Charlotte wears her white hair in a simple high ponytail with bangs.
The bangs are a mess, and I was unable to get them to behave with simple brushing. I might have to resort to the hot water bath.
The ponytail is coarse and came out of the box pretty messy. Unlike the bangs, the ponytail can be tidied up with a brush:
The hair is rooted in a single row at the hairline and then swept back to cover the white scalp:
When Charlotte lunged for my head, hoping to suck my life essence, I noticed that she has a small hole in the palm of her hand. Maybe this is so she can hold things? She didn't come with any accessories to hold, though.
Charlotte's ice skaes are adorable. They're made out of soft white vinyl and decorated with white fake fur and tiny little pom-pom laces.

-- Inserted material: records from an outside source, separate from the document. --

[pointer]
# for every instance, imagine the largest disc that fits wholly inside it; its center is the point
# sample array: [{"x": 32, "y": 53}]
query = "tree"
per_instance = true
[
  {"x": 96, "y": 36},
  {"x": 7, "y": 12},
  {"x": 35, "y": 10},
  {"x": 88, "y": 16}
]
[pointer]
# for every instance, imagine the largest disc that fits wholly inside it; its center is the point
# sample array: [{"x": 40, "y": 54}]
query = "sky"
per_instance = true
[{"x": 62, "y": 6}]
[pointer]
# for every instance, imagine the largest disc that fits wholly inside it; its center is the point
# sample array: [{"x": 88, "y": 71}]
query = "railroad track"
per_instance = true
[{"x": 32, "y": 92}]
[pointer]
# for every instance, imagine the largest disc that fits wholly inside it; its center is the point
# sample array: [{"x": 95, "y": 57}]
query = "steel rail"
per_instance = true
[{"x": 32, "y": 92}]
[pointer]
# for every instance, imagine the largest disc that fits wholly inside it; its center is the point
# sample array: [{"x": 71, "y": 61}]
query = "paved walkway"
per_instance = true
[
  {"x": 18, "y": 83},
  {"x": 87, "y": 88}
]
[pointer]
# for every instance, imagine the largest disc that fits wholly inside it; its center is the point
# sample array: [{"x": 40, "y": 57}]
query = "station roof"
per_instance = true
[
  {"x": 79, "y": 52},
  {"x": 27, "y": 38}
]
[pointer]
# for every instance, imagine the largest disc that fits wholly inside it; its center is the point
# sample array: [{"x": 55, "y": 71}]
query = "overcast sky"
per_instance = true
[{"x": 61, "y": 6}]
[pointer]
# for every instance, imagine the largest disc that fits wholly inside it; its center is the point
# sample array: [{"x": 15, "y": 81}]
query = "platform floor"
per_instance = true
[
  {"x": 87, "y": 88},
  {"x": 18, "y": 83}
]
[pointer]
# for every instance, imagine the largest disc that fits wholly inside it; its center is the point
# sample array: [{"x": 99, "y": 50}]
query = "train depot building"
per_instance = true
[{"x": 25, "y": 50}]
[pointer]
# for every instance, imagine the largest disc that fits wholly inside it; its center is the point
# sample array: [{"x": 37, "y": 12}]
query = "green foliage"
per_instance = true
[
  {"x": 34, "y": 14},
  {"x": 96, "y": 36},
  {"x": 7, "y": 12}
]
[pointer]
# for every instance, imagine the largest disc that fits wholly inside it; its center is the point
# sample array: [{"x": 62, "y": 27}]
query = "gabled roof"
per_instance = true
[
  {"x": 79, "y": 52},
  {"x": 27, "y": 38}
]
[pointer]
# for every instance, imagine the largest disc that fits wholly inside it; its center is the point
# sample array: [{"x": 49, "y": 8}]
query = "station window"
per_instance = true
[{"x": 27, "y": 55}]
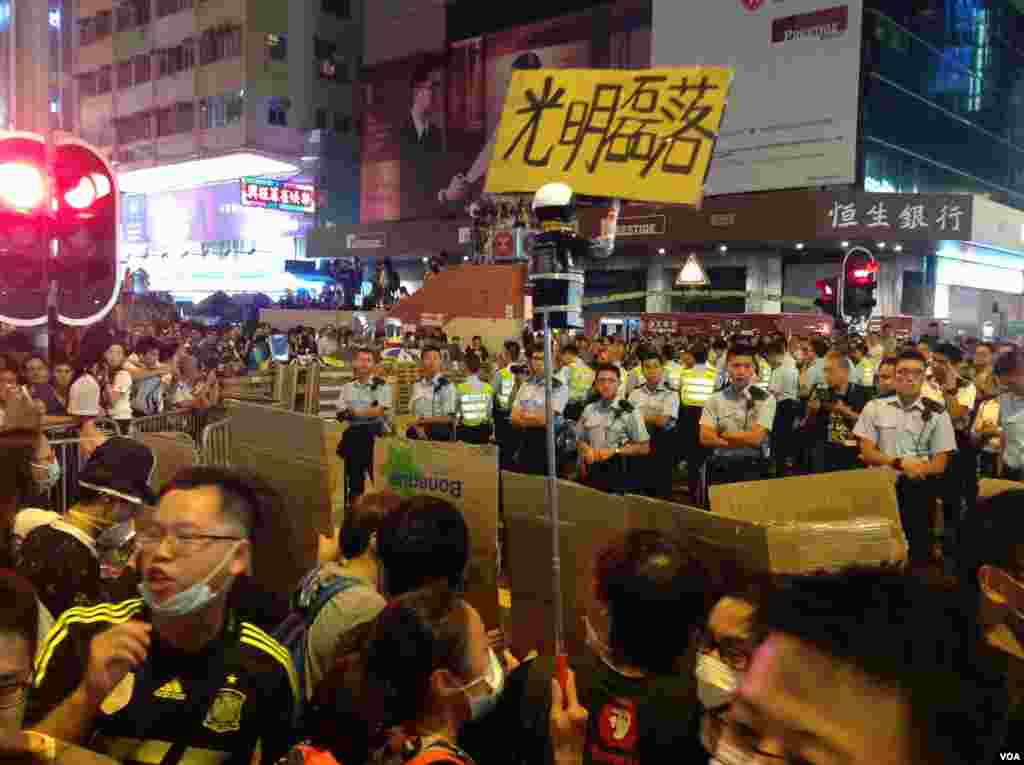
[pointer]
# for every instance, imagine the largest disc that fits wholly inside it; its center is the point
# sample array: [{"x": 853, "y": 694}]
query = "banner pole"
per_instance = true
[{"x": 561, "y": 657}]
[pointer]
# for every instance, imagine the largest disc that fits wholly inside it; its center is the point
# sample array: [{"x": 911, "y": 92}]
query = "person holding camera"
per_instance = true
[
  {"x": 365, "y": 404},
  {"x": 833, "y": 411}
]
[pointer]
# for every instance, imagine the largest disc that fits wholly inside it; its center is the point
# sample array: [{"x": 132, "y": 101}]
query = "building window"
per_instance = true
[
  {"x": 276, "y": 114},
  {"x": 87, "y": 84},
  {"x": 177, "y": 119},
  {"x": 103, "y": 77},
  {"x": 340, "y": 8},
  {"x": 220, "y": 43},
  {"x": 166, "y": 7},
  {"x": 172, "y": 60},
  {"x": 221, "y": 111},
  {"x": 133, "y": 127},
  {"x": 104, "y": 24},
  {"x": 142, "y": 66},
  {"x": 276, "y": 47},
  {"x": 125, "y": 71},
  {"x": 326, "y": 54},
  {"x": 132, "y": 13}
]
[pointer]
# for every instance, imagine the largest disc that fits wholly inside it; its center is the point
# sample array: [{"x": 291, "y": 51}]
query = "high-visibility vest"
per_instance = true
[
  {"x": 506, "y": 388},
  {"x": 581, "y": 380},
  {"x": 674, "y": 374},
  {"x": 869, "y": 367},
  {"x": 474, "y": 402},
  {"x": 697, "y": 386}
]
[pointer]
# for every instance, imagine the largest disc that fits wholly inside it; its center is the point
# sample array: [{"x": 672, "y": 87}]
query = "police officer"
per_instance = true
[
  {"x": 1010, "y": 371},
  {"x": 914, "y": 436},
  {"x": 672, "y": 369},
  {"x": 507, "y": 381},
  {"x": 474, "y": 405},
  {"x": 658, "y": 405},
  {"x": 365, "y": 404},
  {"x": 610, "y": 430},
  {"x": 529, "y": 419},
  {"x": 580, "y": 380},
  {"x": 433, "y": 400},
  {"x": 736, "y": 422}
]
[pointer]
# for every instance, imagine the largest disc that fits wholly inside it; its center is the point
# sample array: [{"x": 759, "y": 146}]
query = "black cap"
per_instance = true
[{"x": 122, "y": 468}]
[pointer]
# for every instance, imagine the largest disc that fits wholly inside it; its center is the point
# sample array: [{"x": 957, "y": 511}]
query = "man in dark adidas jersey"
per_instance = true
[{"x": 175, "y": 677}]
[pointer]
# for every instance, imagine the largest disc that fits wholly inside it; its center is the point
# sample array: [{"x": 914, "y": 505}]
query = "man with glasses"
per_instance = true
[
  {"x": 914, "y": 436},
  {"x": 174, "y": 676},
  {"x": 864, "y": 667},
  {"x": 529, "y": 419}
]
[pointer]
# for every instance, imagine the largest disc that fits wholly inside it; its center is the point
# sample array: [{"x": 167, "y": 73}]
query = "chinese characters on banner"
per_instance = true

The skates slip off easily thanks to a long slit in the back:
Yuck--more mold inside the skate:
Underneath the skate on her left leg, Charlotte has another painted blue crack:
The design of these painted cracks is pretty simple, but it's very effective in conveying the idea of shattered frozen skin.
The pale blue coat has a long single line of velcro down the front for easy removal. Charlotte isn't wearing anything under the coat (a bit of a disappointment) but has blue painted underpants. From this angle, you can also see that she has another painted crack running down the left side of her neck:
Her body has 5 points of articulation: neck, shoulder and hips. The body has a simple shape and definitely reminds me of a Madame Alexander doll:
In addition to three painted blue cracks, Charlotte has some blue shading around her joints and on her torso:
She can do some nice front-back splits, but considering the ease with which she cracks, I'm not sure this is such a great idea...
Charlotte's blue features and slightly upturned eyes give her a mournful, ghost-like appearance. She's an unnerving mix of cute and tragic.
The quality of this doll is a mixed bag. The dress coat is adorable and well-made and the ice skates are wonderful. The painted cracks are nicely done and the overall design concept of the doll is creative. The hair is a mess and has no restyling potential. The body is stiff and has very simple articulation. I have to keep reminding myself that this was originally a $25 doll and that Mezco never meant for her to be selling for over $100. At the original price, and because of the fan following and collectibility of this series, the quality is fine.
In the end, I can't really give this doll a fair assessment because the condition of her packaging was so gross, but I guess maybe on Halloween, gross packaging is acceptable.
I hope you've enjoyed meeting this spooky duo. Of the two, I prefer Zombie Boy, partly because he represents a real-life enigmatic character and not a dead child, but also because the artistry and detail make him an excellent showpiece. He provides a stark contrast to my sweet and beautiful Cinderella-dominated collection. Charlotte has her own odd appeal. While I'm not apt to purchase any more Living Dead dolls, I can see why people get hooked on these little nightmares. The dolls walk a fine line between suggestively haunting and downright gross, and Charlotte strikes a balance I can handle.